Integral for work done leading to potential energy sign confusion

[Ebby]

Homework Statement

What is the work done by gravity in moving the particle from a distance of infinity to a distance R from the centre of the Earth (where R > the radius of the Earth)?

Relevant Equations

W = F * r

What is the work done by gravity in moving the particle from a distance of $\infty$ to a distance $R$ from the centre of the Earth (where $R$ > the radius of the Earth)?

The answer is obvious, since the displacement and the force of gravity are in the same direction.
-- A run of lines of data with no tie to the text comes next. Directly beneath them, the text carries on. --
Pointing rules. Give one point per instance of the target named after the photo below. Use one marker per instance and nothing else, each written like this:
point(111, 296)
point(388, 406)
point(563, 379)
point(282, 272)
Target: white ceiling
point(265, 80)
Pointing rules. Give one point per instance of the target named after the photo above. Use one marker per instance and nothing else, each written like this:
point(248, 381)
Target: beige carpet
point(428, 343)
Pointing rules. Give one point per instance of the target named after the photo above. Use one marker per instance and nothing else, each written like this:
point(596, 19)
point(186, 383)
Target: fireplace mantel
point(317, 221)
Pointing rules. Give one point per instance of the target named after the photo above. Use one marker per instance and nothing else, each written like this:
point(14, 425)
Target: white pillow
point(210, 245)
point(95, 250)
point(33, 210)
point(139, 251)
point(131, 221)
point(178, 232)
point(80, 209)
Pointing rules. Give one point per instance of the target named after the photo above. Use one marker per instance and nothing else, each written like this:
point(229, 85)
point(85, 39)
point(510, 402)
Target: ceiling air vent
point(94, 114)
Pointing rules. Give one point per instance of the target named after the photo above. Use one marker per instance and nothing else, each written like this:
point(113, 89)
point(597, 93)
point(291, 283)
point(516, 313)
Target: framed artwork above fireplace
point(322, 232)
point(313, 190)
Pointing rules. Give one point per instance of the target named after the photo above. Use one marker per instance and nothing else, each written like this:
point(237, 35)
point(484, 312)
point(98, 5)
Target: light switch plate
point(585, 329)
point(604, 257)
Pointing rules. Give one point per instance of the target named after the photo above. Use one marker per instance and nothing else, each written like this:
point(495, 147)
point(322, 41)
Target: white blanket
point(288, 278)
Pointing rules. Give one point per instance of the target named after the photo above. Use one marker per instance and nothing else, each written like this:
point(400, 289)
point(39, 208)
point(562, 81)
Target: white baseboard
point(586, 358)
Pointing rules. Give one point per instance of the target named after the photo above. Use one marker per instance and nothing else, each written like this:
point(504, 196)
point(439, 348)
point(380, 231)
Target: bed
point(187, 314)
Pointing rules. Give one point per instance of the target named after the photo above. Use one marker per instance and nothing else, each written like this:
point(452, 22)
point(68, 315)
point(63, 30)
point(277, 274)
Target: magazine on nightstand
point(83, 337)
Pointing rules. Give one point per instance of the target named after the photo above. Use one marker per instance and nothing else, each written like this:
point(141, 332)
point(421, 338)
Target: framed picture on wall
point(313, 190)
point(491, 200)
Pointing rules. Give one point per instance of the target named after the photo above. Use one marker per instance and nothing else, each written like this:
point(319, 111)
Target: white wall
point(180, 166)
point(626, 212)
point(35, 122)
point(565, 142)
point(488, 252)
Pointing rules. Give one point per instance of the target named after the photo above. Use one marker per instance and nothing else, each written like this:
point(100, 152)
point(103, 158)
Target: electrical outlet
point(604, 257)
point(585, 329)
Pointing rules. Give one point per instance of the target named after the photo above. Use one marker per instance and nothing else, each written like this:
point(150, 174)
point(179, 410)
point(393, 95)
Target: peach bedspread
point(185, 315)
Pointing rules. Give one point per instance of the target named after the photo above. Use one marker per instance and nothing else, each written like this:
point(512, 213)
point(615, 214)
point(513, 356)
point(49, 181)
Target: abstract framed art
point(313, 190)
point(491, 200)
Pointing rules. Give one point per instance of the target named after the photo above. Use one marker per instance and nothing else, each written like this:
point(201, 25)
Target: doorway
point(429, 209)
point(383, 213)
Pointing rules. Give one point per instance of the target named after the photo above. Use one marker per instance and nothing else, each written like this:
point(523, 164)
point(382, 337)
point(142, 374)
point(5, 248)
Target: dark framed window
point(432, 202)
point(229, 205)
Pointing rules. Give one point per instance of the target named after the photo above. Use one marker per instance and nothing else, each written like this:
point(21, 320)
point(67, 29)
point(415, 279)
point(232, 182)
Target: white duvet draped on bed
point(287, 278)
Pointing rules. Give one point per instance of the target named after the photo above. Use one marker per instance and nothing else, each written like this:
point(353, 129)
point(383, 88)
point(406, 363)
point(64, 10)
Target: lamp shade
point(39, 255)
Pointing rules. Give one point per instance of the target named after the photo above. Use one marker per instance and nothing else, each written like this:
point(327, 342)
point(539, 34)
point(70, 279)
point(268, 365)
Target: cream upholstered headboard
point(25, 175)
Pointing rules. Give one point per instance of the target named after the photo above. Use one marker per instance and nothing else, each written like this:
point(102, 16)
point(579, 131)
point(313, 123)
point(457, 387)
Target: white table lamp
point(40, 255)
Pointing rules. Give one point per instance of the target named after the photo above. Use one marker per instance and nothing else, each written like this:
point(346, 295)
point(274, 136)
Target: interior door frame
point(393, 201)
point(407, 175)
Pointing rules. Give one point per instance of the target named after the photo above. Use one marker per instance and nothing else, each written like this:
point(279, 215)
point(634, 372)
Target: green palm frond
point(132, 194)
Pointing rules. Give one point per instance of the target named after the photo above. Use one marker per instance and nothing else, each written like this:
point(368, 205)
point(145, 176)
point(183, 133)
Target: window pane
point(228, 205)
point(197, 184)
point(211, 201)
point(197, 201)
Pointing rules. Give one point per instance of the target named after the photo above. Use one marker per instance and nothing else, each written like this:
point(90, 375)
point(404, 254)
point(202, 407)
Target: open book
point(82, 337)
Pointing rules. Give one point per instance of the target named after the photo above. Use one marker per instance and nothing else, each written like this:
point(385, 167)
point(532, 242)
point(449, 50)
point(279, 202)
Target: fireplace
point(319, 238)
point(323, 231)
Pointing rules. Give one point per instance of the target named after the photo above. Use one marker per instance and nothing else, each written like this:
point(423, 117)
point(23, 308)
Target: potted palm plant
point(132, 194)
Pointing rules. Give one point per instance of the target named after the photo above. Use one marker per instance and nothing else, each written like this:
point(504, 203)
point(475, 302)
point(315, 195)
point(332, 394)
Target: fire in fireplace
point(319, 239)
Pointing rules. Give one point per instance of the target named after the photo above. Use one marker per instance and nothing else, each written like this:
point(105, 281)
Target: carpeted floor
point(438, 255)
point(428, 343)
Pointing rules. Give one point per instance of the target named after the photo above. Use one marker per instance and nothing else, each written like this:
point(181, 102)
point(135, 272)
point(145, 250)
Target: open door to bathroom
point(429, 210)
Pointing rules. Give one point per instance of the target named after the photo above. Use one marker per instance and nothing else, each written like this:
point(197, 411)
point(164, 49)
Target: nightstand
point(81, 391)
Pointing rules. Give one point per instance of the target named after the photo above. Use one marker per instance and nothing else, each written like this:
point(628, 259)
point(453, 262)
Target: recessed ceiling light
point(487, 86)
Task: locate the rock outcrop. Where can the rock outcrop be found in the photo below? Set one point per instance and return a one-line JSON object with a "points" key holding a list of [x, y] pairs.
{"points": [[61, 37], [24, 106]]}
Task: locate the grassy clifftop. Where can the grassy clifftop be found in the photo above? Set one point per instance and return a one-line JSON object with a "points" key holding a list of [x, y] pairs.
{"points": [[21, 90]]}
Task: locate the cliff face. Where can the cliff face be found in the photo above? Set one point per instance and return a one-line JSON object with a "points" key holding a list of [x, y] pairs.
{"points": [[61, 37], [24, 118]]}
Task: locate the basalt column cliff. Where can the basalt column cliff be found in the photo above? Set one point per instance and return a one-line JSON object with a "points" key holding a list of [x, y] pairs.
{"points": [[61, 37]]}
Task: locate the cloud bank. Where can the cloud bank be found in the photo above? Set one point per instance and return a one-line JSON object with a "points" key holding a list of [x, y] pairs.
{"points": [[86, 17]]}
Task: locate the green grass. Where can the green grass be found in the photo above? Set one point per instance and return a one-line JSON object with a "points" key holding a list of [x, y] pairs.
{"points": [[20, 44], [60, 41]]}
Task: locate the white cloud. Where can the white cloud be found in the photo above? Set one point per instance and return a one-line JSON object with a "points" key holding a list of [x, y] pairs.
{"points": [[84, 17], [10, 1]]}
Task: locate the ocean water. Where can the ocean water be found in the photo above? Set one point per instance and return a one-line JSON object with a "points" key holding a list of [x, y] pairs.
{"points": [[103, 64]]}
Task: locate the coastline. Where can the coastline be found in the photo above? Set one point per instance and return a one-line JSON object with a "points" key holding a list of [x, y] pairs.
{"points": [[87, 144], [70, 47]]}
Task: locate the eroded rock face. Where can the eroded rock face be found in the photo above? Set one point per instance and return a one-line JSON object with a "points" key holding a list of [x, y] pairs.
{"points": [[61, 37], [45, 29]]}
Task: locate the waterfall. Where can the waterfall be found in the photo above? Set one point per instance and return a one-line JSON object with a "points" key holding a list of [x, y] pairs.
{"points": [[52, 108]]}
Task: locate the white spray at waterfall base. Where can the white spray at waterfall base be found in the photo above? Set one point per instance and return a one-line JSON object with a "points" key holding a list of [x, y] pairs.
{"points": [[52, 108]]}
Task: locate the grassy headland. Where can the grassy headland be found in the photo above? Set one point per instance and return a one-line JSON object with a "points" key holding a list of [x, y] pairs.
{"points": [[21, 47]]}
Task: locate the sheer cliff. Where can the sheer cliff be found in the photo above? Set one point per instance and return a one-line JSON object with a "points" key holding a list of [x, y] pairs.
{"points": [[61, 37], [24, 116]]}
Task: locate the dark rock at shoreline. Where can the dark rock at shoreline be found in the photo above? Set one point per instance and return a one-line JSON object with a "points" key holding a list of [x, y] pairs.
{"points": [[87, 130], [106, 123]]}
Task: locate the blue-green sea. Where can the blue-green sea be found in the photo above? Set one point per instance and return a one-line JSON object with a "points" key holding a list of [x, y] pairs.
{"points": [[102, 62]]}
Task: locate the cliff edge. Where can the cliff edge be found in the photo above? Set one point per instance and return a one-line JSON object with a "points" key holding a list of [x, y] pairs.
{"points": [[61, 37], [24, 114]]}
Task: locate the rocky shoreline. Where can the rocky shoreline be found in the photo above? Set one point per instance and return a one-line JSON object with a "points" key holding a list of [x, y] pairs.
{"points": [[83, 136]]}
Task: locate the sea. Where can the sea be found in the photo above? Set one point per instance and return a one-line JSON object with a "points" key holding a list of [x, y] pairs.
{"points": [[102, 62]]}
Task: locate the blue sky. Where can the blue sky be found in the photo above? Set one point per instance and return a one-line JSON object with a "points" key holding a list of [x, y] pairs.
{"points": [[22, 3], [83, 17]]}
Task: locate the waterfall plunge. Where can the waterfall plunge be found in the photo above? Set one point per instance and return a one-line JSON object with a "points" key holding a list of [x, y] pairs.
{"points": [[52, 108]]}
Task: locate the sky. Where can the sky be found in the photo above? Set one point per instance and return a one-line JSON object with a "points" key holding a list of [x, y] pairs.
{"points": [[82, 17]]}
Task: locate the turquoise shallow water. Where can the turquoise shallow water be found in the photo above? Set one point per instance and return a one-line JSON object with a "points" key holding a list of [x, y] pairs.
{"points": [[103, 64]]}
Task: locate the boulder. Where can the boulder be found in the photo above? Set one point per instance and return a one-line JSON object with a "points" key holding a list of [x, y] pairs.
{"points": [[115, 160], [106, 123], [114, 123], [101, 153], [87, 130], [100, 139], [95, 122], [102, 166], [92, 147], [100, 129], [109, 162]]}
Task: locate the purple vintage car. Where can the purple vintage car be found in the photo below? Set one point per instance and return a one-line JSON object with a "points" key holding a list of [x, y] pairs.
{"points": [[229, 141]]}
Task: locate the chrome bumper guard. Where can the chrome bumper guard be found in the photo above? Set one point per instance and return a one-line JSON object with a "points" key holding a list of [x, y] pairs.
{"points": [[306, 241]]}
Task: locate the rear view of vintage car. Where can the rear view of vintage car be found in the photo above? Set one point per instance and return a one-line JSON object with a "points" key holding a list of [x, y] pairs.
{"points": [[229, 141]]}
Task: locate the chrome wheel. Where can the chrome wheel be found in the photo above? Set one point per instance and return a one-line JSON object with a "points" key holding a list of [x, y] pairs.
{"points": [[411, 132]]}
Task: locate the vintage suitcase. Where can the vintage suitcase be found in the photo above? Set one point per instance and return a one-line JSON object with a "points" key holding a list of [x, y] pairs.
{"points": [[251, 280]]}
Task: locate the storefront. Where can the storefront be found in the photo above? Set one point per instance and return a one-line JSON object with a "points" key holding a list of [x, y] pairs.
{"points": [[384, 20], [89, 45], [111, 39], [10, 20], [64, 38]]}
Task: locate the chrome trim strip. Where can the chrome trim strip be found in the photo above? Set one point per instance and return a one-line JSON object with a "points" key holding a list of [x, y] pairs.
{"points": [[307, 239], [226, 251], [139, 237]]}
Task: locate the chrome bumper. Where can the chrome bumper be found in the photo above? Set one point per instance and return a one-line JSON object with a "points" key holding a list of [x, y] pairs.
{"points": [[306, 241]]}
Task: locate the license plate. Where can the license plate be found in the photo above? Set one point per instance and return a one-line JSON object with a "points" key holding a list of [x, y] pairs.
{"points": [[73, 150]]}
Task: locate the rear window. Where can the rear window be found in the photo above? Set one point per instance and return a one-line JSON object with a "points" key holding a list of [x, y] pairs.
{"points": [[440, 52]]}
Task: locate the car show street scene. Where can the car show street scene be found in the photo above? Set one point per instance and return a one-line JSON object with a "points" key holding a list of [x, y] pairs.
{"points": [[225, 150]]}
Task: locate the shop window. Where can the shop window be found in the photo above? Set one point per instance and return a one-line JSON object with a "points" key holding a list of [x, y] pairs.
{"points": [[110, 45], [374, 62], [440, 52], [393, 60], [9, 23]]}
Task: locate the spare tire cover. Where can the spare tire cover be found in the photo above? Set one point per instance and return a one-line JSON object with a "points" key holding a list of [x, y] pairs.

Therefore, gravity does positive work in the amount $W_{grav} = GMm/R$.

However, I want to show you how I am tempted to formulate my answer wrongly, which leads to an answer of the wrong sign. I am hoping someone can explain clearly why this is wrong. I keep coming back to problems like this, and am plagued by the same confusion every time. I am hoping finally to resolve this issue in my mind!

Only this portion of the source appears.